In particular, I recommend understanding “~”, “^”, and “..”; one may also find use for “…” on occasion. It is also important to be aware of which commands use “remote/branch” and which use “remote branch”. More on this at the end.
Extra: working with release branches
Occasionally, one may wish to apply a specific commit from another branch onto
the current branch. Supposedly there was debate about including this
functionality into git at all (though one can beat on the tool to do pretty
much anything, especially with git rebase
), but I have found it very useful
in managing release branches. A release branch is a branch which is
expected to be slower-moving than master; generally, it only receives new
commits for bugfixes, and eventually it stops being supported.

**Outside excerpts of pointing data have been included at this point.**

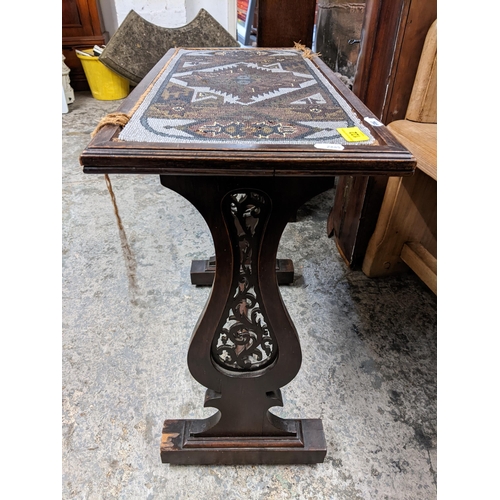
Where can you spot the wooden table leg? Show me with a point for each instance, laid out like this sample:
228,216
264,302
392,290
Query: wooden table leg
245,346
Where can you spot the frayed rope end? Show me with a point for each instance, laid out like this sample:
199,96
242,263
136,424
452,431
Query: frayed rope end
306,52
120,119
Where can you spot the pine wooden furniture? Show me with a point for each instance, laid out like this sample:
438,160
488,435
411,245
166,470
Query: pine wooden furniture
406,230
392,38
247,187
82,28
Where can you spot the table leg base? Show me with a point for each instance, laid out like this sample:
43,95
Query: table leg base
178,446
203,271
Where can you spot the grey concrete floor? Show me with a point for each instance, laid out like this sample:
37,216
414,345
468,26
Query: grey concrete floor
369,351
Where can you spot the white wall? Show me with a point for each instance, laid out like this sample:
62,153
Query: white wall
168,13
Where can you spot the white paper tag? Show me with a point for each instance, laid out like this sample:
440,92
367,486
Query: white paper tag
373,121
332,147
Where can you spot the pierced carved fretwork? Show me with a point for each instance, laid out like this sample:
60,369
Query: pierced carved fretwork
244,341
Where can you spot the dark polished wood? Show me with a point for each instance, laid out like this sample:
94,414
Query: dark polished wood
249,193
203,271
392,39
281,25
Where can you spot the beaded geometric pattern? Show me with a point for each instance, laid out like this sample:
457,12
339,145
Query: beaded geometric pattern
241,96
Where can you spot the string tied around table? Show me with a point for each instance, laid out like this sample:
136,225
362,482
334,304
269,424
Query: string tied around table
307,53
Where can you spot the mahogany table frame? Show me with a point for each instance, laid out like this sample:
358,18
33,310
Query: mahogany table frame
243,431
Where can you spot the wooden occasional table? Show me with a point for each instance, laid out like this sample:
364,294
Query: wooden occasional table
247,136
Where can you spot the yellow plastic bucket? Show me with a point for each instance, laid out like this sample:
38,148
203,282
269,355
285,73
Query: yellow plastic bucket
105,85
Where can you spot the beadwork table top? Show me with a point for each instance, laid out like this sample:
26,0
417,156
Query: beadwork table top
245,112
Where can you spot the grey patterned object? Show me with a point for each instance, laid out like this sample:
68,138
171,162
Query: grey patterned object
138,44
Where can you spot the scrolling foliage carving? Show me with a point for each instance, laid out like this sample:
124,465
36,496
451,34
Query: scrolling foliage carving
243,341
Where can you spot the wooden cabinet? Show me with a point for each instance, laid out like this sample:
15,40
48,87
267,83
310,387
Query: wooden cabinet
392,39
81,29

Typically, these bugfixes will land in the master branch first, and then the
stable branch maintainer will apply them. The invocation is git cherry-pick
-x commithash
(where commithash is of course the hash of the target commit,
or a pointer to it, or a commit range). I recommend the use of “-x”, which
will record the commit hash we cherry-picked from in the new commit. Remember
that since commits include parent information, this will not be the same hash.
Extra: stash
Certain git operations demand full control over the tree and will complain if there are changes which have not been committed. The easiest things to do are of course commit the changes or discard them, but sometimes this isn’t possible.
Enter git stash
. Running this command creates a temporary commit with your
changes. One can then perform the persnickety operation, and then run git
stash pop
to restore the changes.
This is a very “hold my beer” kind of operation: its very common to push a stash and forget to pop it later. Since there are no commit messages logged, these are almost always incomprehensible when discovered. Incidentally, it is possible to make multiple stash commits, and they function as a stack; I do not recommend it.
Final thoughts
This is pretty much all of the git I use regularly. There is of course more out there. A lot more, actually:
frozencemetery@kirtar:~$ apropos ^git | wc -l
187
Historically, git has become extremely prevalent due to its speed. Its user interface is not intuitive at all; the user must be aware of its internal workings. The design did not believe in abstraction, and there are parts that were very clearly not designed as part of the whole. Please do not make software like this.